All of this reduces confidence in automation, and means that the system cannot truly be automated. It can only be mostly-automated, which is vastly different.

An Authoritative Automated System will never require or allow an independent change, unless the piece being changed has been removed or frozen from automation, the ASA will revert the change or otherwise take corrective actions, and so the independent change is essentially an attack against the ASA. A properly configured and complete ASA will correct the change, and the system will continue.

Another aspect that is a major difference between an ASA and a non-ASA automated system is that an ASA system will have EVERY piece of data stored in the ASA’s authoritative data source. No configuration data will be stored in a text file, if it is configuration data, it is in the ASA data source and then mixes with templates to become a working configuration file or data when deployed to a system.

This is a major change from most automation attempts, as they merge automated scripts, databases with information for the scripts to operate on, and configuration text and other data sources together, to create a fabric of automation.

An ASA cannot have a single piece of configuration data outside of the ASA data source, or it is no longer authoritative. If the non-ASA attempted to reconfigure something, a side effect can crop up between the new “authoritative” data update and some other source of automation or configuration data.

An ASA system must be built 100% from it’s authoritative data, and must be maintained 100% from it’s authoritative data. Any deviation, manual configuration or data embedded anywhere, breaches the goal of an ASA and creates a non-ASA.

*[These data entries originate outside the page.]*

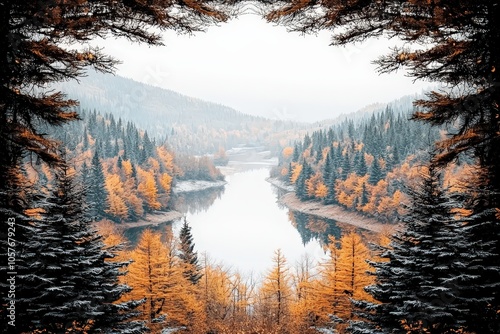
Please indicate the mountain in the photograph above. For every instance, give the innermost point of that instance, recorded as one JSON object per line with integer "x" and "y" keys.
{"x": 188, "y": 124}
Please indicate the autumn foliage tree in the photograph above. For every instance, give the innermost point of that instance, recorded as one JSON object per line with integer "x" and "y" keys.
{"x": 453, "y": 43}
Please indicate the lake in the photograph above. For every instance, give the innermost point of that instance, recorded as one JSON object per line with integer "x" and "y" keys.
{"x": 242, "y": 224}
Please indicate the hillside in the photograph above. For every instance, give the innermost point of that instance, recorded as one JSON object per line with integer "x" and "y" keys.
{"x": 190, "y": 125}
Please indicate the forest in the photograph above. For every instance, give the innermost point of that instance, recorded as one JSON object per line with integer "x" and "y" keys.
{"x": 363, "y": 165}
{"x": 65, "y": 267}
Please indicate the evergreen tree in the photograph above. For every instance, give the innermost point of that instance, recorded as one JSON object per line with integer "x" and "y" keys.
{"x": 330, "y": 184}
{"x": 361, "y": 168}
{"x": 346, "y": 166}
{"x": 97, "y": 194}
{"x": 364, "y": 196}
{"x": 375, "y": 173}
{"x": 66, "y": 292}
{"x": 481, "y": 276}
{"x": 189, "y": 257}
{"x": 300, "y": 184}
{"x": 421, "y": 280}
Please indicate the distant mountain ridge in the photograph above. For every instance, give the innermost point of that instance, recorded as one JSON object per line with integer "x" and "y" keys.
{"x": 192, "y": 125}
{"x": 188, "y": 124}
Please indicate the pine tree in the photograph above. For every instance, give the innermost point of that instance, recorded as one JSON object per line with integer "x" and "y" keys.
{"x": 97, "y": 194}
{"x": 300, "y": 184}
{"x": 420, "y": 282}
{"x": 375, "y": 173}
{"x": 346, "y": 166}
{"x": 361, "y": 168}
{"x": 330, "y": 184}
{"x": 276, "y": 295}
{"x": 67, "y": 293}
{"x": 187, "y": 254}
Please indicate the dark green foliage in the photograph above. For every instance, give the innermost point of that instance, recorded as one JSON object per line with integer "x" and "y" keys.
{"x": 70, "y": 282}
{"x": 361, "y": 168}
{"x": 300, "y": 183}
{"x": 376, "y": 173}
{"x": 187, "y": 254}
{"x": 423, "y": 281}
{"x": 97, "y": 193}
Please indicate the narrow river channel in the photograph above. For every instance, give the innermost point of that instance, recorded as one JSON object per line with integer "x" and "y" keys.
{"x": 242, "y": 224}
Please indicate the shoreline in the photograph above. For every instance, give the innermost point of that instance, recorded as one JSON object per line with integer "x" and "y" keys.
{"x": 153, "y": 219}
{"x": 160, "y": 217}
{"x": 196, "y": 185}
{"x": 329, "y": 211}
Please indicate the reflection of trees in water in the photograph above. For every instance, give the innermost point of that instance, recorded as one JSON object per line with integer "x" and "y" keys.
{"x": 196, "y": 201}
{"x": 133, "y": 234}
{"x": 278, "y": 192}
{"x": 314, "y": 228}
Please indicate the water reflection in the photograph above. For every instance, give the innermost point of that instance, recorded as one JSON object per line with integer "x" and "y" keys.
{"x": 196, "y": 201}
{"x": 314, "y": 228}
{"x": 243, "y": 223}
{"x": 133, "y": 234}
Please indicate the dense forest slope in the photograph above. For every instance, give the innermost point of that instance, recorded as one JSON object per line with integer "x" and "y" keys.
{"x": 362, "y": 165}
{"x": 127, "y": 174}
{"x": 189, "y": 125}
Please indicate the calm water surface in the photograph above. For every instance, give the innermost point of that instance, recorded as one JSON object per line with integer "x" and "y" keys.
{"x": 242, "y": 224}
{"x": 245, "y": 225}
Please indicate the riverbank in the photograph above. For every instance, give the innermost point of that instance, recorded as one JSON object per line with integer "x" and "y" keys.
{"x": 330, "y": 211}
{"x": 154, "y": 219}
{"x": 196, "y": 185}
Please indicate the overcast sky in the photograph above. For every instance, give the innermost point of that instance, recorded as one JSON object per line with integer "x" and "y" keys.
{"x": 261, "y": 69}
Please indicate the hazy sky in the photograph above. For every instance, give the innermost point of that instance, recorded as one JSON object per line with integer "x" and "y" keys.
{"x": 260, "y": 69}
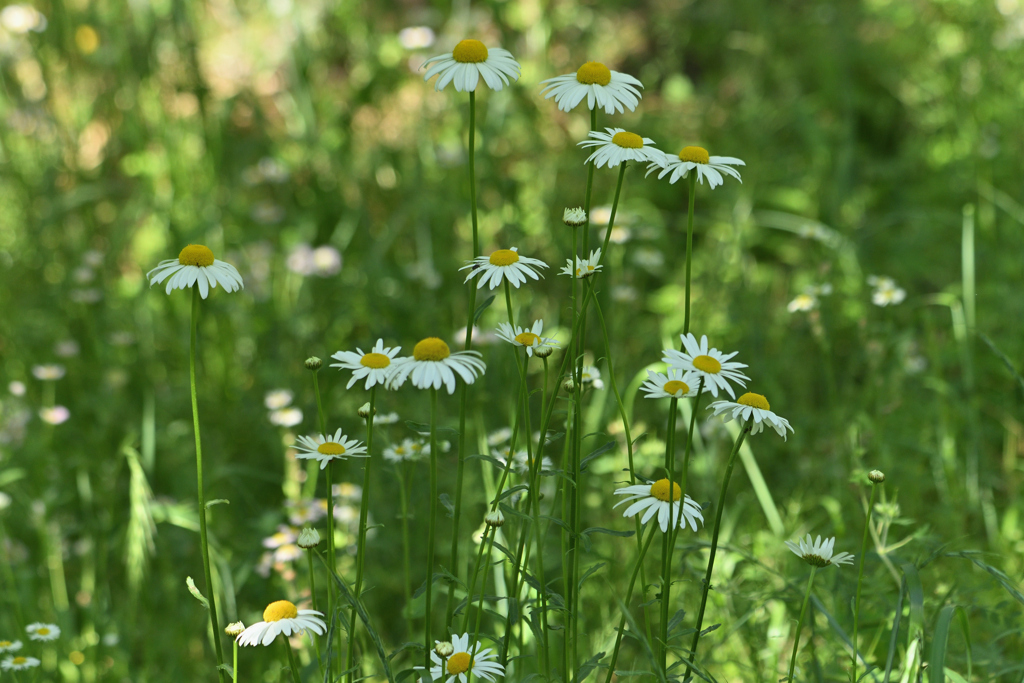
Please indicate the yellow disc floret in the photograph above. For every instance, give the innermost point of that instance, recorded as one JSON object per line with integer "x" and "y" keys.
{"x": 706, "y": 364}
{"x": 659, "y": 489}
{"x": 594, "y": 73}
{"x": 279, "y": 610}
{"x": 504, "y": 257}
{"x": 470, "y": 51}
{"x": 196, "y": 255}
{"x": 754, "y": 400}
{"x": 375, "y": 360}
{"x": 695, "y": 155}
{"x": 627, "y": 139}
{"x": 431, "y": 348}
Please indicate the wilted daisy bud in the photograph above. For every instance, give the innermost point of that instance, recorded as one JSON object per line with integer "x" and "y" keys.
{"x": 574, "y": 217}
{"x": 495, "y": 518}
{"x": 308, "y": 538}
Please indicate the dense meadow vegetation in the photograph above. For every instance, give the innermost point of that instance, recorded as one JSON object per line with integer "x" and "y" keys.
{"x": 866, "y": 270}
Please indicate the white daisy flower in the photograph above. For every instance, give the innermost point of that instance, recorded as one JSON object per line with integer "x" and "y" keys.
{"x": 752, "y": 406}
{"x": 585, "y": 266}
{"x": 374, "y": 366}
{"x": 470, "y": 60}
{"x": 818, "y": 553}
{"x": 196, "y": 264}
{"x": 695, "y": 159}
{"x": 433, "y": 364}
{"x": 282, "y": 616}
{"x": 617, "y": 145}
{"x": 654, "y": 499}
{"x": 462, "y": 659}
{"x": 529, "y": 339}
{"x": 710, "y": 364}
{"x": 39, "y": 631}
{"x": 504, "y": 263}
{"x": 325, "y": 449}
{"x": 601, "y": 86}
{"x": 674, "y": 384}
{"x": 17, "y": 664}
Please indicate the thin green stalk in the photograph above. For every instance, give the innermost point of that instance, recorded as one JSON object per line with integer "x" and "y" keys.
{"x": 202, "y": 497}
{"x": 800, "y": 624}
{"x": 714, "y": 542}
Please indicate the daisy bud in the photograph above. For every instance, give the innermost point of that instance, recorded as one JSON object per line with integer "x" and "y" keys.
{"x": 309, "y": 538}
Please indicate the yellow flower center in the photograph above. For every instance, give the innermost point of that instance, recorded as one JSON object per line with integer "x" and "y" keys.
{"x": 695, "y": 155}
{"x": 594, "y": 73}
{"x": 331, "y": 449}
{"x": 504, "y": 257}
{"x": 627, "y": 139}
{"x": 755, "y": 400}
{"x": 375, "y": 360}
{"x": 470, "y": 51}
{"x": 279, "y": 610}
{"x": 526, "y": 338}
{"x": 659, "y": 489}
{"x": 459, "y": 664}
{"x": 196, "y": 255}
{"x": 431, "y": 348}
{"x": 675, "y": 386}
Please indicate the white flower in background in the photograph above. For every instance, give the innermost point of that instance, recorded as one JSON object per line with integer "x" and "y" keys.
{"x": 468, "y": 62}
{"x": 602, "y": 87}
{"x": 752, "y": 406}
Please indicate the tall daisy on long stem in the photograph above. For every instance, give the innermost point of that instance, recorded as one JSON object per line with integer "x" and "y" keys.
{"x": 197, "y": 265}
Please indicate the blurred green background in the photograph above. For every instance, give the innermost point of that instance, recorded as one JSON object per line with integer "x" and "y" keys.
{"x": 299, "y": 141}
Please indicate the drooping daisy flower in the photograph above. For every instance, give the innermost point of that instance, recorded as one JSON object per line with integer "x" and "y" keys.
{"x": 752, "y": 406}
{"x": 470, "y": 60}
{"x": 674, "y": 384}
{"x": 462, "y": 659}
{"x": 39, "y": 631}
{"x": 601, "y": 86}
{"x": 529, "y": 339}
{"x": 196, "y": 264}
{"x": 654, "y": 499}
{"x": 325, "y": 449}
{"x": 617, "y": 145}
{"x": 818, "y": 554}
{"x": 282, "y": 616}
{"x": 504, "y": 263}
{"x": 709, "y": 364}
{"x": 374, "y": 365}
{"x": 695, "y": 159}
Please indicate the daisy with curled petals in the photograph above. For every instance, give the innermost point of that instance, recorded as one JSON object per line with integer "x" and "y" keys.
{"x": 462, "y": 659}
{"x": 601, "y": 86}
{"x": 374, "y": 366}
{"x": 617, "y": 145}
{"x": 196, "y": 264}
{"x": 433, "y": 364}
{"x": 469, "y": 61}
{"x": 708, "y": 364}
{"x": 503, "y": 264}
{"x": 752, "y": 407}
{"x": 282, "y": 617}
{"x": 529, "y": 339}
{"x": 673, "y": 384}
{"x": 325, "y": 449}
{"x": 653, "y": 498}
{"x": 697, "y": 160}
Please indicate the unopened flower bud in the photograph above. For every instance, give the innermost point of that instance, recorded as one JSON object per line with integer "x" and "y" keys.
{"x": 308, "y": 538}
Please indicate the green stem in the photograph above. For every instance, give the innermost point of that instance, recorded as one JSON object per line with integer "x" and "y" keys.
{"x": 800, "y": 624}
{"x": 202, "y": 497}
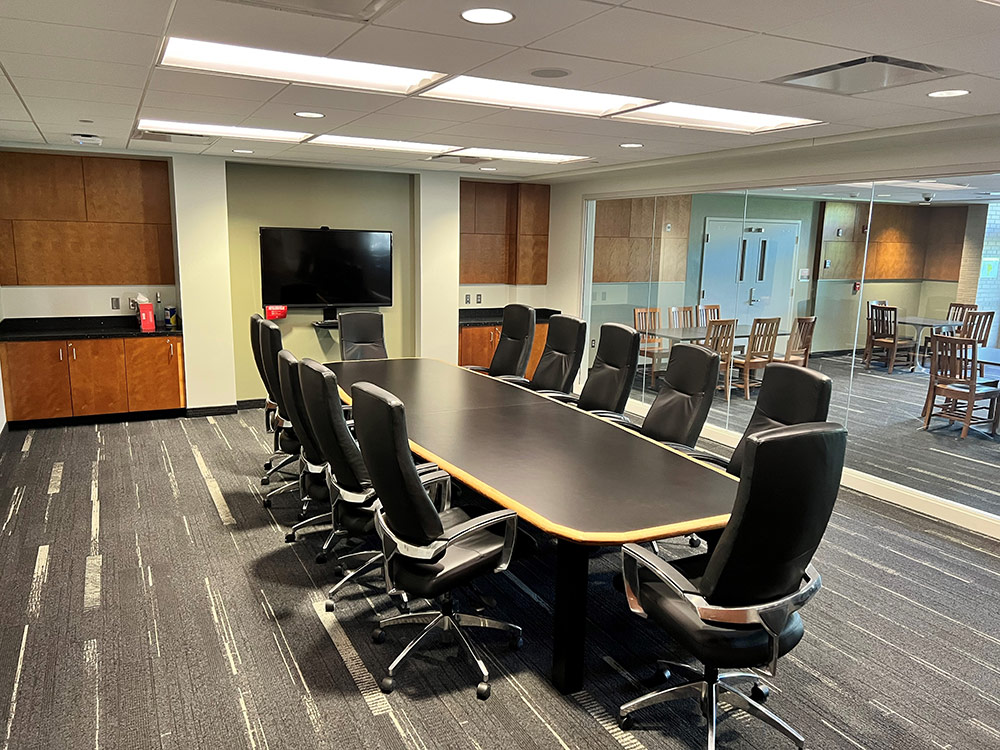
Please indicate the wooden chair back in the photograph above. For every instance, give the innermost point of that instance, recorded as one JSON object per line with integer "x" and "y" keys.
{"x": 763, "y": 338}
{"x": 976, "y": 325}
{"x": 800, "y": 342}
{"x": 707, "y": 313}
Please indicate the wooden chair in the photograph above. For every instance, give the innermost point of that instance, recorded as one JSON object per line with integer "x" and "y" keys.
{"x": 647, "y": 320}
{"x": 884, "y": 332}
{"x": 719, "y": 338}
{"x": 707, "y": 313}
{"x": 955, "y": 378}
{"x": 956, "y": 312}
{"x": 800, "y": 343}
{"x": 759, "y": 353}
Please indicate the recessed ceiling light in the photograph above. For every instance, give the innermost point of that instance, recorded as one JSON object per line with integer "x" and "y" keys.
{"x": 223, "y": 131}
{"x": 487, "y": 16}
{"x": 530, "y": 156}
{"x": 286, "y": 66}
{"x": 680, "y": 115}
{"x": 532, "y": 96}
{"x": 380, "y": 144}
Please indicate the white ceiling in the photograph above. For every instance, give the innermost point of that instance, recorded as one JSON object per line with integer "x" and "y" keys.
{"x": 70, "y": 60}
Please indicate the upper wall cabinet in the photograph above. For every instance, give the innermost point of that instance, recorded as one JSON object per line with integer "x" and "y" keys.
{"x": 72, "y": 220}
{"x": 504, "y": 233}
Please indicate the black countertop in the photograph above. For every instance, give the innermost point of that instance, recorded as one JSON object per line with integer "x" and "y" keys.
{"x": 493, "y": 316}
{"x": 81, "y": 327}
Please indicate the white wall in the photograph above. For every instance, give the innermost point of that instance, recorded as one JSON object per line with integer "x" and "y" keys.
{"x": 202, "y": 234}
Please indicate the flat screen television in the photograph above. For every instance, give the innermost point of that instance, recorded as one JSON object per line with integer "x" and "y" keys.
{"x": 325, "y": 267}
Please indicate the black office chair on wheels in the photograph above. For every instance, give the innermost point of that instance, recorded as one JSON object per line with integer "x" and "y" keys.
{"x": 428, "y": 551}
{"x": 517, "y": 334}
{"x": 362, "y": 335}
{"x": 609, "y": 381}
{"x": 565, "y": 344}
{"x": 737, "y": 608}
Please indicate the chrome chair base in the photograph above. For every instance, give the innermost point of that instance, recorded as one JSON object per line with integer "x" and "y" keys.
{"x": 709, "y": 688}
{"x": 451, "y": 623}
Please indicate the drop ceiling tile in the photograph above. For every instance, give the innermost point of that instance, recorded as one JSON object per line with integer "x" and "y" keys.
{"x": 76, "y": 42}
{"x": 532, "y": 19}
{"x": 198, "y": 103}
{"x": 208, "y": 84}
{"x": 635, "y": 36}
{"x": 31, "y": 87}
{"x": 415, "y": 49}
{"x": 251, "y": 26}
{"x": 137, "y": 16}
{"x": 21, "y": 65}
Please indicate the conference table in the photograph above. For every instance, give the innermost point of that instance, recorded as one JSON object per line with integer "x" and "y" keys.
{"x": 570, "y": 474}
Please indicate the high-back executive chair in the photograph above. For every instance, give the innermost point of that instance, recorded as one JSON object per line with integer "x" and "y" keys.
{"x": 565, "y": 344}
{"x": 428, "y": 551}
{"x": 737, "y": 608}
{"x": 517, "y": 334}
{"x": 362, "y": 335}
{"x": 286, "y": 442}
{"x": 610, "y": 379}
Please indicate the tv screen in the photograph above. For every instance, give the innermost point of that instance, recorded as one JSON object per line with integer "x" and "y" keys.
{"x": 325, "y": 267}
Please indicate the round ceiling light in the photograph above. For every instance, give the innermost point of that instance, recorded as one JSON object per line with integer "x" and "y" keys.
{"x": 487, "y": 16}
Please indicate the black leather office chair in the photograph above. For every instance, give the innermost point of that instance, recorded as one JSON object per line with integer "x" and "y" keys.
{"x": 565, "y": 344}
{"x": 312, "y": 477}
{"x": 286, "y": 442}
{"x": 361, "y": 335}
{"x": 609, "y": 381}
{"x": 429, "y": 551}
{"x": 517, "y": 334}
{"x": 737, "y": 608}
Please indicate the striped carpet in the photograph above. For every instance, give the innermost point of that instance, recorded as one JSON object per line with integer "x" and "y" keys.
{"x": 150, "y": 602}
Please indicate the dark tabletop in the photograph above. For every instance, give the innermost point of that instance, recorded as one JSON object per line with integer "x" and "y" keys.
{"x": 80, "y": 327}
{"x": 563, "y": 470}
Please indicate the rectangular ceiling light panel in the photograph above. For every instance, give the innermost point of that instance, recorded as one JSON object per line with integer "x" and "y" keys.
{"x": 680, "y": 115}
{"x": 273, "y": 65}
{"x": 221, "y": 131}
{"x": 473, "y": 90}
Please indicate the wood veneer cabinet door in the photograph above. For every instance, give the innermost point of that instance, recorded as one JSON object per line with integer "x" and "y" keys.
{"x": 154, "y": 372}
{"x": 97, "y": 376}
{"x": 36, "y": 379}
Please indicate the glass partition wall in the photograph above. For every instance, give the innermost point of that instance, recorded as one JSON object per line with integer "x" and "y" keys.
{"x": 799, "y": 269}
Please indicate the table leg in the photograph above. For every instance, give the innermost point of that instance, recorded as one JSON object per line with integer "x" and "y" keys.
{"x": 569, "y": 639}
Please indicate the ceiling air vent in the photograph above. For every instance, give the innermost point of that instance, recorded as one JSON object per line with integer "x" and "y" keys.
{"x": 872, "y": 73}
{"x": 350, "y": 10}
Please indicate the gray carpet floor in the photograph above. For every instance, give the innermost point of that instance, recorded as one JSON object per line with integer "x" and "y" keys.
{"x": 887, "y": 439}
{"x": 151, "y": 602}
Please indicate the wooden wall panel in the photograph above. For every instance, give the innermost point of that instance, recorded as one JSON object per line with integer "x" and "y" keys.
{"x": 8, "y": 260}
{"x": 127, "y": 190}
{"x": 47, "y": 187}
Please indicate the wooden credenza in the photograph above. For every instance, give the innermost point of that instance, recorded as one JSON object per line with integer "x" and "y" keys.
{"x": 89, "y": 376}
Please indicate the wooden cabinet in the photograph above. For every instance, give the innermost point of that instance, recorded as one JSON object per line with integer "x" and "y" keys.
{"x": 155, "y": 368}
{"x": 36, "y": 379}
{"x": 97, "y": 376}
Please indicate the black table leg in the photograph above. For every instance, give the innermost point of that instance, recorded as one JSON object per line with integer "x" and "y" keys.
{"x": 569, "y": 638}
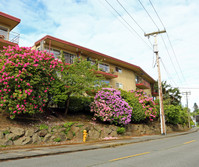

I see Authoritative System Automation as the highest form of automation, and the only comprehensive option, as it is completely data based, and logic serves only to push the data out to reality, and to collect from reality to compare against the ideal. The benefits of an ASA system is confidence in the system doing the right thing, and is testable and verifiable because at every stage in the automation, both the intent and expected result are known and are the same.